Inhibition immunofluorescence. A and B: Positive IgG staining of the NC16A affinity purified BPAbs (10 μg/ml) at the DEJ in human skin. C and E: IgG BPAbs staining is blocked by coincubation with either Fab-B4 or Fab-19 at a concentration of 20 μg/ml. G: Fab-106 (20 μg/ml) fails to significantly inhibit the binding of BPAbs. When BPAbs are allowed to bind to skin sections first and Fabs are added 30 minutes later, the IF staining of BPAb binding is also markedly reduced by Fab-B4 (D) or Fab-19 (F) but not by Fab-106 (H).

Figure 5

BPAb-induced complement activation and the inhibitory effects of Fabs. NC16A affinity purified BPAbs (10 μg/ml) induced activation of human C1q and C3 is shown at the DEJ in cryosections of human skin (A and B). When Fabs are coadministered with BPAbs at the same concentration, Fab-B4 completely blocks C1q and C3 activation (C and D), whereas Fab-19 effectively blocks the activation of C1q (E) and markedly reduces the activation of C3 (F).
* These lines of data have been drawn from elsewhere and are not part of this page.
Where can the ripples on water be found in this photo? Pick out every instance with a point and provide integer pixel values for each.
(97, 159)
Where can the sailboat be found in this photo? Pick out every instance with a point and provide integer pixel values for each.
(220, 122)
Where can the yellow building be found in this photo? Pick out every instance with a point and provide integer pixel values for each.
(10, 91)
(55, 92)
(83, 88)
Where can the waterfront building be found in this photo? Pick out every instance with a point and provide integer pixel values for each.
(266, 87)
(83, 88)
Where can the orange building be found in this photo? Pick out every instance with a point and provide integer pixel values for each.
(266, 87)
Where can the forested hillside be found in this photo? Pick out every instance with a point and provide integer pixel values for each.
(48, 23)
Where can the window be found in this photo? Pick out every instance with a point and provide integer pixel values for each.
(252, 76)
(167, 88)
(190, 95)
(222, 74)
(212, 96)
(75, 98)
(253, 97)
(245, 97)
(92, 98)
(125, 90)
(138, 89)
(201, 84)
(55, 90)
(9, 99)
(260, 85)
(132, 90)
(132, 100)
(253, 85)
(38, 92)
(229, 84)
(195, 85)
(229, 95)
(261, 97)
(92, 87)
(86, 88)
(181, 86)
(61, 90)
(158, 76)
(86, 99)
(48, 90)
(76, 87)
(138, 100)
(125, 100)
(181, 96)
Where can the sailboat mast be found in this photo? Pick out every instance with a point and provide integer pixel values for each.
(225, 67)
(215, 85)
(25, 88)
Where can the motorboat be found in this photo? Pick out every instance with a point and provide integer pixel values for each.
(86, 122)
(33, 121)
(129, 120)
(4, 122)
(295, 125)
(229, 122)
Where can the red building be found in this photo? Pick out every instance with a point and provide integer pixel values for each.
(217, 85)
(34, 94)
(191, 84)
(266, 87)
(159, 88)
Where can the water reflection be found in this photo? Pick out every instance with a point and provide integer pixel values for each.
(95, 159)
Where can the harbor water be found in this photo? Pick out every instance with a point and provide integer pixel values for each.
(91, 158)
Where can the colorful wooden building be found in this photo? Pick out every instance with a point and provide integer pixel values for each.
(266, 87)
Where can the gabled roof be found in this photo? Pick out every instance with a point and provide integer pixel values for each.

Fab-106 shows no inhibition of either C1q or C3 activation (G and H).

Figure 6

Inhibition ELISA for the three recombinant antibody clones using Fabs and phage antibodies (Phabs). Fab-B4 and Fab-19 inhibited the binding of both Phab-B4 and Phab-19 (A and B), whereas Fab-106 inhibited Phab-106 only (C). This indicates that the antibody clones B4 and 19 are mutually cross-inhibiting. *P < 0.01, **P < 0.05, versus the original binding of respective Phabs.

Figure 7

Therapeutic effects of Fabs on BP model mice. A: Results of the injection of Fabs into neonatal COL17 humanized mice show that this treatment alone does not cause BP disease or other detectable adverse effects. Histological examination (right, upper panel) supports this result. Indirect immunofluorescence show DEJ staining for the recombinant Fabs (left of lower panel) but no staining for mouse C3 (right, lower panel). B: Mice injected with NC16A affinity purified BPAbs develop the clinical and histological skin detachment associated with MC degranulation (white arrows) and the deposition of human IgG and mouse C3 at the DEJ. In contrast, mice injected with BPAbs and Fab-B4 fail to show these clinical and histological characteristics, and the intensity of IgG deposition at the DEJ is markedly reduced. The staining of mouse C3 is absent, whereas recombinant Fab fragment staining is weak but detectable. Fab-106 fails to show any beneficial therapeutic effect in the animal model. C: Percentage of dermal MC degranulation is assessed in BP model mice and in those treated with 30 μg/g body weight of Fabs. It is significantly reduced in the mice treated with Fab-B4, Fab-19, and the Fab combination. *P < 0.01 versus control group (BP model mice treated with PBS). D: BP model mice were produced by injection of BP-IgG (total IgG fraction prepared from BP patients) and were treated with Fab-B4 24 hours later. BP-like clinical and histological characteristics fail to develop in most (four of five) of Fab-B4 treated mice (lower panel).